The Challenges of Being a Woman Gamer

 

Photo by Dids from Pexels

The traditional image of a gamer is a teenage boy hunched over a screen in a darkened room, blasting away at hordes of aliens or enemy soldiers.

It’s an image pushed in popular culture but is an outdated stereotype that is slowly being discredited. Here in the U.S., Statista suggest that women gamers make up 46% of the demographics: "Those typical stereotypes you see in the past, they don't really exist very much anymore," Matthew Grizzard, an assistant professor of communication at the University of Buffalo said. "We've grown up with the medium — it's just so ubiquitous now."

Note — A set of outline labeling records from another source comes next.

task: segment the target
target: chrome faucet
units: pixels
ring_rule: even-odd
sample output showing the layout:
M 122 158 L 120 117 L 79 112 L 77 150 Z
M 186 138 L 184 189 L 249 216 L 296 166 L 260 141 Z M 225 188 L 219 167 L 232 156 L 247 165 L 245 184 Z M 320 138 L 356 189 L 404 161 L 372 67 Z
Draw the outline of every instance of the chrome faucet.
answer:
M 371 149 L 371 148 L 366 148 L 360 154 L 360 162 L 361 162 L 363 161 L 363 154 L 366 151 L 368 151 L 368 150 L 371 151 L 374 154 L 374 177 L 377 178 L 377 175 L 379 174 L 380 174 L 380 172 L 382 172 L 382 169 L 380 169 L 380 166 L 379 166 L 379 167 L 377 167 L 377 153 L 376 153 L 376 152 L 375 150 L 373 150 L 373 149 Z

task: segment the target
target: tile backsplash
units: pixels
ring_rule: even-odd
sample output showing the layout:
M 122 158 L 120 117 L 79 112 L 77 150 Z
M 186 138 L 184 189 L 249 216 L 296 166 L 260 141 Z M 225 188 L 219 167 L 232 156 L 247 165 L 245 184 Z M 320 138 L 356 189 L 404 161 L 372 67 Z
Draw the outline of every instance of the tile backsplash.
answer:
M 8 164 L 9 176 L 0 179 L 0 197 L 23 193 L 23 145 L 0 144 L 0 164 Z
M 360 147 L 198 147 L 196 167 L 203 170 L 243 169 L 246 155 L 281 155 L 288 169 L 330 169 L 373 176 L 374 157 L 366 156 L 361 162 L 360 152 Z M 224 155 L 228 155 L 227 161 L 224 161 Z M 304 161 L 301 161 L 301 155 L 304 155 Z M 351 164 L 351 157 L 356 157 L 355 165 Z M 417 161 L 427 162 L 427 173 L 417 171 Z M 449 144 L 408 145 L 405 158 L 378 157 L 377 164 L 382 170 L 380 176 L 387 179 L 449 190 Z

There are still many challenges facing women gamers, from the traditional lack of representation to new and concerning trends of online abuse. Representation has long been an issue in gaming, although the trend is now for equality as much as possible in the bigger games.

One of the very first to offer a female protagonist was the successful Tomb Raider franchise. Lara Croft was very much a female ‘Indiana Jones’ character and became a much-loved part of gaming culture. The Tomb Raider game on Foxy Games is one of many titles that feature strong action women, including Warrior Goddess and Forbidden Thrones, carrying on the representation of women on the leading gaming platform.

Most big releases now either feature a woman protagonist or the option to play as one. The pinnacle of the Assassin’s Creed series, AC: Odyssey, featured the option to play as either Alexios or Kassandra. It was a first for the series, although AC: Syndicate did clumsily allow you to control both Jacob and Evie Fry.

Representation may be important, but attitudes towards women gamers and their preferred games also needs to change. Whilst the Sims title certainly appealed to the younger female gamer developing themes of doll’s houses and keeping families, just like their male counterparts, there is no specific genre that appeals solely to women. The industry is slowly realizing that women who game are just as likely to be slashing their way through Tamriel on Skyrim as they are building a family on Sims.

A Polygon article talks about pink gaming accessories and how they’ve become very successful products in their own right. The balance is between creating something that is offensively aimed at women gamers and putting out a product that does appeal to them as well as their male counterparts. Pink is certainly in vogue at the moment and its popularity has helped break down some of the barriers presented to women gamers.

Attitudes may be changing amongst developers, but sadly other gamers are not always so progressive. Leena van Deventer, an award-winning game developer, told The Guardian of the shocking online abuse she received playing Team Fortress 2. After logging off and going back on pretending to be a 15-year-old boy, attitudes changed.

“One of the guys who was the main aggressors, who I’d identified as a threat if I was playing as a woman — he took me under his wing,” she says. “He was like, ‘Here you go grasshopper, I’ve got your back, I’ve got your health.’”

The fight for equality will not be won and lost in the gaming field, but some male gamers are seemingly doing their best to revert back to the favored stereotypes of a decade or two ago. However, as developers keep including female characters in strong roles in games, it will continue to change attitudes towards the woman gamer, which can only be positive.